前回の記事では,『生徒が担任教師の話を聴くこと』ができるようになるということが,
生徒主体型学級にしていくための「ステップ1」であるということについて述べました。
学級を生徒主体型学級にしていくためには,さらにレベルを上げて,
『生徒が生徒の話を聴く』というステージに学級をもっていく必要があります。
リーダーや係の生徒が何かを学級で話そうとしたとき…
周囲の生徒たちが『自動的(自主的)』に静かになり,話を聴こうとする。
そんな学級にするためにはどのような手法があるでしょうか?
どのようにして生徒の『聴く態度』を育てたらよいでしょうか?
私は,学級で次の3つの手法を取っています。
A サイコロトークの活用
B 様々な場面で生徒に話をさせる。(教師はできるだけ話さない。)
C グループエンカウンターやソーシャルスキルトレーニングの活用
今回は,Aの『サイコロトークの活用』によって,『聴く態度』を育てる手法について述べます。
『サイコロトーク』のような飛び道具的なとりくみによって『聴く態度』を育てるのには理由があります。
それは,生徒のアウター・ルールをインナー・ルールに変えていきたいのです。
つまり,生徒が『先生に聴かされている』と思うのではなく,(アウター・ルール)
生徒に『ちゃんと聴きたい』と思わせたい。(インナー・ルール)
生徒が『自主的に聴くことができる学級』の下地となるのが,この『サイコロトーク』なのです。
ぜひ,毎日の帰りの会に取り入れてみて下さい!
(前回の記事では,ほめることでアウター・ルールをインナー・ルールに変えていくという話をしました。)
【ステップ②】~生徒の話を生徒が聴く~
サイコロトークのやりかたは,次の通りです。
1 学活の時間などを活用して『サイコロトークのお題』を生徒に決めさせる。
2 帰りの会で生徒がサイコロをふる。
3 次の日の帰りの会で,生徒がお題に沿った話をする。
イメージとしては,『ライオンのごきげんよう』というテレビ番組のサイコロトークを,
サイコロをふった次の日にやる…といった感じです。
ここで大切なのは,生徒の『聴く態度』です。
生徒が前で話しているときに,他の生徒には話をきちんと聞かせなければ,
サイコロトークの効果も面白さも半減してしまいます。
例えば,担任は次ように言います。
担任
『今日からサイコロトークが始まります。楽しみですね。サイコロトークで1つだけお願いがあります。

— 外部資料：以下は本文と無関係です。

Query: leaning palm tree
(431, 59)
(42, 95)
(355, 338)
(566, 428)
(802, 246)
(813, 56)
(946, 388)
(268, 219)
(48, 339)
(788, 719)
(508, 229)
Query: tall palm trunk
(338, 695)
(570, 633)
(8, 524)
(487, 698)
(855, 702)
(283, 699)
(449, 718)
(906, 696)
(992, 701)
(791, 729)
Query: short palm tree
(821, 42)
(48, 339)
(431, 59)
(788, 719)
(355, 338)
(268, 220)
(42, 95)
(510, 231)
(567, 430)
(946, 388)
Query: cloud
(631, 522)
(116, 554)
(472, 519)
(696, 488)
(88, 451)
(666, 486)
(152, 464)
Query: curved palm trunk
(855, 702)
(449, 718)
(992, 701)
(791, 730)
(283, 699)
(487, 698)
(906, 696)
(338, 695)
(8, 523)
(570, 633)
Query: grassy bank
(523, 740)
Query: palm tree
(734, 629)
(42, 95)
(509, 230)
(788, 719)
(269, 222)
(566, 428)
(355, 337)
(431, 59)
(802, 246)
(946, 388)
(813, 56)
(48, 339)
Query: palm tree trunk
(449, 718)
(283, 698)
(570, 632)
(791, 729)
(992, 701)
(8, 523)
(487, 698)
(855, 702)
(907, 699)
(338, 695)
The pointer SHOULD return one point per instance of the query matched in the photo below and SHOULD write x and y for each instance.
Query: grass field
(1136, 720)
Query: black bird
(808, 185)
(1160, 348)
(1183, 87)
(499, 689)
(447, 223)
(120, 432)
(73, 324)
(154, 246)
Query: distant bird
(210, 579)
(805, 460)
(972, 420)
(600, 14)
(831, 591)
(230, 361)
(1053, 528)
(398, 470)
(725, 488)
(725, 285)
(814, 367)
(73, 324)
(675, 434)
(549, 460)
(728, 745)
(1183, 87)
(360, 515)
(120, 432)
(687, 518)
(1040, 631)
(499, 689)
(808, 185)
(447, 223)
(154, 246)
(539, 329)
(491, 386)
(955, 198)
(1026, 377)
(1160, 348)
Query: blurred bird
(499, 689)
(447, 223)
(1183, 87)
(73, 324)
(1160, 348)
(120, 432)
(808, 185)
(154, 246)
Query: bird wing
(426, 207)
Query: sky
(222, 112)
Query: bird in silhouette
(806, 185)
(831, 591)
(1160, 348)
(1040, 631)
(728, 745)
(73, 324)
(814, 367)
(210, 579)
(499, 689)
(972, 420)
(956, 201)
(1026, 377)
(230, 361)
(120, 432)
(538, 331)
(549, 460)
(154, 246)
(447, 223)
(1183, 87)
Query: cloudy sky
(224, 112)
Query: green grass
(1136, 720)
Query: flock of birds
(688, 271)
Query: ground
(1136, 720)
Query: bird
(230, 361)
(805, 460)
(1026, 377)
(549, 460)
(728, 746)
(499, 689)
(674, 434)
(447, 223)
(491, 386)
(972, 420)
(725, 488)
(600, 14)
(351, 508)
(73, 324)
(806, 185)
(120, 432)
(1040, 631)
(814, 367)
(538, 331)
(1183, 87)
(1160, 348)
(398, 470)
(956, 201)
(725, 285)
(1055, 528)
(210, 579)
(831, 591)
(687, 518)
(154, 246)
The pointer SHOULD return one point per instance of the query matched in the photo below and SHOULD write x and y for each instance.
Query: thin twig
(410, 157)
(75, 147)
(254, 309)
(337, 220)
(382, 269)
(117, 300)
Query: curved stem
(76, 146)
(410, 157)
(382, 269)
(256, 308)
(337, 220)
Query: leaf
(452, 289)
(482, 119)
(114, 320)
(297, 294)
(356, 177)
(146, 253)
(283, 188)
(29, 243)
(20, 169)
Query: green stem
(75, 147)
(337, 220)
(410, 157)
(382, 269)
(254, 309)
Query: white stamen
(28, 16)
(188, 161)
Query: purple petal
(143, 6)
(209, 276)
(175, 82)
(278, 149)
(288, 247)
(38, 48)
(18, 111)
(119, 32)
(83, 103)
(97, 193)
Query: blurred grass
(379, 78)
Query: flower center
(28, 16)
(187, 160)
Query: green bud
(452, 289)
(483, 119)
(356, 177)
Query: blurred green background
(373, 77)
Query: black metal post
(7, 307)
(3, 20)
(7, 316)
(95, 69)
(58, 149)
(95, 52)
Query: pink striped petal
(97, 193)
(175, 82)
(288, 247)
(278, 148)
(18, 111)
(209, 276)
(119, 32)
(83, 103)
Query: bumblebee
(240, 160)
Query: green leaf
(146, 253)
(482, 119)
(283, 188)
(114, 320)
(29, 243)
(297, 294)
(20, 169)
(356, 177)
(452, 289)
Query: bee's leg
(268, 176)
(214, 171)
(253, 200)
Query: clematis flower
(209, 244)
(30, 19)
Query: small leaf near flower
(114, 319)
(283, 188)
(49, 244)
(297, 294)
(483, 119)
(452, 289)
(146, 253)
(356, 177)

それは,ちゃんとクラスメイトの話を聴くこと。…これは絶対に守ってほしい。
私が君たちに話をしているとき…今もそうですが,君たちはこちらを向いてちゃんと聴いてくれています。
だから,私はとっても話しやすいし嬉しい。
サイコロトークで話をする人にとっても同じじゃない?
友だちがちゃんと聴いてくれると話しやすいし,嬉しい。これ,大切にしてほしいんです。
もちろん,話がおもしろかったら笑ってもいい。でも,その後,また切り替えて聴く。
「聴くこと」がサイコロトークを楽しくやるポイントだよね。』
初めてのサイコロトークでは,このような話をしてからサイコロトークを始めます。
サイコロトーク中に聴く態度が悪い生徒がいれば,サイコロトークを中断して注意をして下さい。
担任
『ゴメン。話を中断してゴメンね。あのさ,今,〇〇さんが,前で一生懸命に話をしている。
その話を聴きたい人もたくさんいる。…そやろ?
なのに私語をして邪魔する人がいる。何で邪魔すんの?
私の話は静かに聴けるのに,クラスメイトの話は聴けない。そんなのナシじゃない?』
担任
『ちょっと待って。中断してゴメン。
今,〇〇さんが,前で君たちに話をしている。それなのに,何で下を向いている人がいるの?残念だなぁ。
顔を上げてちゃんと話を聴こうよ。
私はね,話をするときに,君たちがみんな私の方を向いてくれているから,「あぁ,聴いてくれているんだな」
って感じる。聴いてくれているから安心する。先生でもクラスメイトでも同じじゃない?
ちゃんと顔を上げて聴こうよ。そこは,やっぱ,思いやりの心なんじゃなかな。私はそう思います。』
あくまで上の教師の話は例ですが,最初はこのようにして,
担任からのアウター・ルールによって,『聴く』ことを生徒に強要します。
もちろん,強要と言っても,できるだけ生徒が納得できる言葉でルールを伝えたいものです。
(私はそこがまだまだヘタクソですが…汗 )
サイコロトークでは,必ず面白い話をする生徒がいます。
これがサイコロトークの良いところです。
生徒たちは身を乗り出してその話を聴きます。
いつのまにか,『聴かされている』というアウター・ルールが,
『聴きたい』というインナールールに変わっていく瞬間があります。
担任
『今の話めっちゃ面白かったね。やっぱ〇〇君は話すのが上手いよね。私も見習いたいです。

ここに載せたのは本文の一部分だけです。